Lecturas
Si el Capitán General designado por el monarca español para mandar en Cuba tenía una familia numerosa, no disponía de espacio sobrado para alojarla en su palacio de la Plaza de Armas. Porque ese edificio, cuya construcción concluyó en 1790, tenía otros fines además de servir de residencia y despacho a la máxima autoridad colonial. Allí, en la parte que da a la calle Mercaderes, radicaba la cárcel, mientras que la de Obispo se destinaba a las dependencias del Ayuntamiento y las áreas que caían sobre O’Reilly y la misma Plaza, subdivididas en numerosos locales, se alquilaban para escribanías y bufetes de abogados y oficinas de negocios.
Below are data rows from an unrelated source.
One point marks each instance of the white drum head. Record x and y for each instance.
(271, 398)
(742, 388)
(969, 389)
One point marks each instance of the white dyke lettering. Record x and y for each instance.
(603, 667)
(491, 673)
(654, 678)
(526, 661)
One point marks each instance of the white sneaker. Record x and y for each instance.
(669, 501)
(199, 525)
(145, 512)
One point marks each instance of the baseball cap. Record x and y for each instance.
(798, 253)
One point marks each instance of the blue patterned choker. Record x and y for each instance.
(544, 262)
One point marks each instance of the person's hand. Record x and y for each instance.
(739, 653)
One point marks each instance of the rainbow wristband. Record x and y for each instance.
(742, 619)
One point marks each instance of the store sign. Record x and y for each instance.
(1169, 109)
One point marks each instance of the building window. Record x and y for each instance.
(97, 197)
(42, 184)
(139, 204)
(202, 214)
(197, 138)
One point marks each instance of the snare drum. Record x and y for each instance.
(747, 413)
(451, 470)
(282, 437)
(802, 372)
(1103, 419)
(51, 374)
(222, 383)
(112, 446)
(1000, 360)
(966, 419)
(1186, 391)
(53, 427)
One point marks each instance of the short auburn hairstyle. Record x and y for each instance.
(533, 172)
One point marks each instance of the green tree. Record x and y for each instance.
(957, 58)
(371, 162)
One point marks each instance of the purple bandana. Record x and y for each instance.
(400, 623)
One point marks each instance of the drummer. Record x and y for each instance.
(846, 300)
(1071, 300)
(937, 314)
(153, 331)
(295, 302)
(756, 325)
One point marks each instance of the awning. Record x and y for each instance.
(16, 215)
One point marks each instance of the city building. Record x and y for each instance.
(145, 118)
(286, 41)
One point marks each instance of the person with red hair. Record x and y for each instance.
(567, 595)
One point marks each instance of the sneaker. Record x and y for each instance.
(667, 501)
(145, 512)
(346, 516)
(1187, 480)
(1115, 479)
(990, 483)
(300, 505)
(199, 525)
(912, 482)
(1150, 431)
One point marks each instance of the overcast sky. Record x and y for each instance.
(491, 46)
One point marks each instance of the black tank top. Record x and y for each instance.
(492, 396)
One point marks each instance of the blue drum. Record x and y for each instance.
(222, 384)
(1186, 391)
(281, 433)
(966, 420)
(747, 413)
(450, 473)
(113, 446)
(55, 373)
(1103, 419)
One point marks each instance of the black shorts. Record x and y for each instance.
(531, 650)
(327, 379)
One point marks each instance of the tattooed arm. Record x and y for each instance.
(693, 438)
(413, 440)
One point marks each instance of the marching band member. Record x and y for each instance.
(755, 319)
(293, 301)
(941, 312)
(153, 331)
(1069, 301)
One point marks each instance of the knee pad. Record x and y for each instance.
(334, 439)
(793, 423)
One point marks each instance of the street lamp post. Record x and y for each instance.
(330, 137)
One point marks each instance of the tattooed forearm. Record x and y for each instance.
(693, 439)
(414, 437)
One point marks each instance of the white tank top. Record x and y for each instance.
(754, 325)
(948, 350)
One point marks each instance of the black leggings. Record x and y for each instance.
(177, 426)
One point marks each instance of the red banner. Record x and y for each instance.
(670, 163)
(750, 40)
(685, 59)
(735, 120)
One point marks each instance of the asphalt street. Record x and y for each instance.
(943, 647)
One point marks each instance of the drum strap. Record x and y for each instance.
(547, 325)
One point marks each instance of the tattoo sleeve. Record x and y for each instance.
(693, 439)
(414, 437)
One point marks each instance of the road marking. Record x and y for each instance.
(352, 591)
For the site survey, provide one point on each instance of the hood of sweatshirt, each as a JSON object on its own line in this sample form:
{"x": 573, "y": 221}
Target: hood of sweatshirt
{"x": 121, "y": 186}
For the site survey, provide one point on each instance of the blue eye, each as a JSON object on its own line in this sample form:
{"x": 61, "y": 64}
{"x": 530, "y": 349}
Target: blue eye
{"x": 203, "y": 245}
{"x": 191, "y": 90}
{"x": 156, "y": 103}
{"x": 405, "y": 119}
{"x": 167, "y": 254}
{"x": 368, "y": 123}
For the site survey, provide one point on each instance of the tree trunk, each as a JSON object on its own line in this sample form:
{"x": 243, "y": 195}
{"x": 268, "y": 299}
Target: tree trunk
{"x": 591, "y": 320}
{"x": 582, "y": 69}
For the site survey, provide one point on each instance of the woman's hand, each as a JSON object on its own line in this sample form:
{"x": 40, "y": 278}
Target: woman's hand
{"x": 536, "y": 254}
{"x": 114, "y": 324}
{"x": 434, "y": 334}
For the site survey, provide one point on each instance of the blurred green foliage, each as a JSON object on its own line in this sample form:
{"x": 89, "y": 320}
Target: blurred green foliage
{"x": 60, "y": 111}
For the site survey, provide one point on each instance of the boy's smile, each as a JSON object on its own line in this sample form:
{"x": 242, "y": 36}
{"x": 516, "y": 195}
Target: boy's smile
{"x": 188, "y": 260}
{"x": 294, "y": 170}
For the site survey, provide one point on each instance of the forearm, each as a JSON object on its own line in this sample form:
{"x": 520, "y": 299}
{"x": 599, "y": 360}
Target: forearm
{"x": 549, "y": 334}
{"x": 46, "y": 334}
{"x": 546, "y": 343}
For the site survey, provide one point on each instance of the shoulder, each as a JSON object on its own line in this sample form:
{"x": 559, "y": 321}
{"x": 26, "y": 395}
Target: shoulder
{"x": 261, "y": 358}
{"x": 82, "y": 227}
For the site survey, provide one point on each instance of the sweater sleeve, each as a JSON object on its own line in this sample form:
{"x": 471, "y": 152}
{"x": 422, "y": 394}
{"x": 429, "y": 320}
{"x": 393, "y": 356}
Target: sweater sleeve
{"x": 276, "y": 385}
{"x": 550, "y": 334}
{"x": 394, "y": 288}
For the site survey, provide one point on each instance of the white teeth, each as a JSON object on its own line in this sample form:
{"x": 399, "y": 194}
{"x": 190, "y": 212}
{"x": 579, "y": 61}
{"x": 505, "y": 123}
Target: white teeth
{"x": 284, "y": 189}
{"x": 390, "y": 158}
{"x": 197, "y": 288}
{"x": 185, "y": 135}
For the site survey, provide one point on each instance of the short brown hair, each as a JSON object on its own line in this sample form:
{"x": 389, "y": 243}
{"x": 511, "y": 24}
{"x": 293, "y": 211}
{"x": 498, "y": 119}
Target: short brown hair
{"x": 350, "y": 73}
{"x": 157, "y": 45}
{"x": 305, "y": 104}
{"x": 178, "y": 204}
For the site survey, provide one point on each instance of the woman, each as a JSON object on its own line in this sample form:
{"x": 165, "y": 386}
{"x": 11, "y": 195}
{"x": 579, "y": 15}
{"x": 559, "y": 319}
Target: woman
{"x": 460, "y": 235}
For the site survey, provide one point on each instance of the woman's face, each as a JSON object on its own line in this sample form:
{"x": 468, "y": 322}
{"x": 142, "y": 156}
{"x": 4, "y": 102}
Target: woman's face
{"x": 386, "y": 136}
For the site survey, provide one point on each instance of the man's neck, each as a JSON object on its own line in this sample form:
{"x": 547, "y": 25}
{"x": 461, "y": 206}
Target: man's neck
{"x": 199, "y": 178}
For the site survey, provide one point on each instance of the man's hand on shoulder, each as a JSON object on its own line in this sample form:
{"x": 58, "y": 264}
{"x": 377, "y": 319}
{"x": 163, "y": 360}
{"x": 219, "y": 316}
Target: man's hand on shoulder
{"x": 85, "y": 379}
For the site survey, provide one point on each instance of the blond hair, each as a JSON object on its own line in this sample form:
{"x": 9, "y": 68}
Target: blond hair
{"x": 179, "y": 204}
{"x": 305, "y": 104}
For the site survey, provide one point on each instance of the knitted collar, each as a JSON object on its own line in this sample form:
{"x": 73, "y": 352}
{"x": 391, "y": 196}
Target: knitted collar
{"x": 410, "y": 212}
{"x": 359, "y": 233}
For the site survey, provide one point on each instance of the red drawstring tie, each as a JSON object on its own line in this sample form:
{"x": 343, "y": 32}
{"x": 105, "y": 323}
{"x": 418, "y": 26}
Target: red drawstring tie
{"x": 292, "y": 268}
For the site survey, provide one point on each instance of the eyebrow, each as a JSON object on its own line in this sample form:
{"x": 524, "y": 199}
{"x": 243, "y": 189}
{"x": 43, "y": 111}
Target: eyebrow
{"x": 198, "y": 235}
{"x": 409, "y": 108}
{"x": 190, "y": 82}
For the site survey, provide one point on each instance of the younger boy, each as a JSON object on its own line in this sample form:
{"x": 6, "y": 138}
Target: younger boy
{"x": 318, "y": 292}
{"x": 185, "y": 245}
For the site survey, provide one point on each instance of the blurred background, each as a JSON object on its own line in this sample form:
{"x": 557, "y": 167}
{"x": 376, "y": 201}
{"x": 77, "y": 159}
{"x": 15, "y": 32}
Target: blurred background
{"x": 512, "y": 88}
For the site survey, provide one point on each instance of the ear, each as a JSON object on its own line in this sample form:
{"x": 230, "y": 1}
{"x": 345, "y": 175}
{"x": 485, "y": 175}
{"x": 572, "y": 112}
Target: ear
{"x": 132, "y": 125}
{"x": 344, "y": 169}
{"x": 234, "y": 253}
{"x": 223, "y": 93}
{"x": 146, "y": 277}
En 1833 una epidemia de cólera sembró el pánico y la muerte en la capital de la Isla y afectó en gran medida a la población penal. El gobernador Miguel Tacón, temeroso del contagio, decidió sacar de Palacio a los reclusos y los envió a la fortaleza de la Cabaña hasta tanto no estuviera terminada la Cárcel Nueva o Cárcel de Tacón, que ordenó edificar al final del Paseo del Prado, en las inmediaciones del castillo de la Punta.
El desalojo de los presos permitió al Capitán General ampliarse y también al Ayuntamiento, cuyas oficinas se extendieron hasta Mercaderes.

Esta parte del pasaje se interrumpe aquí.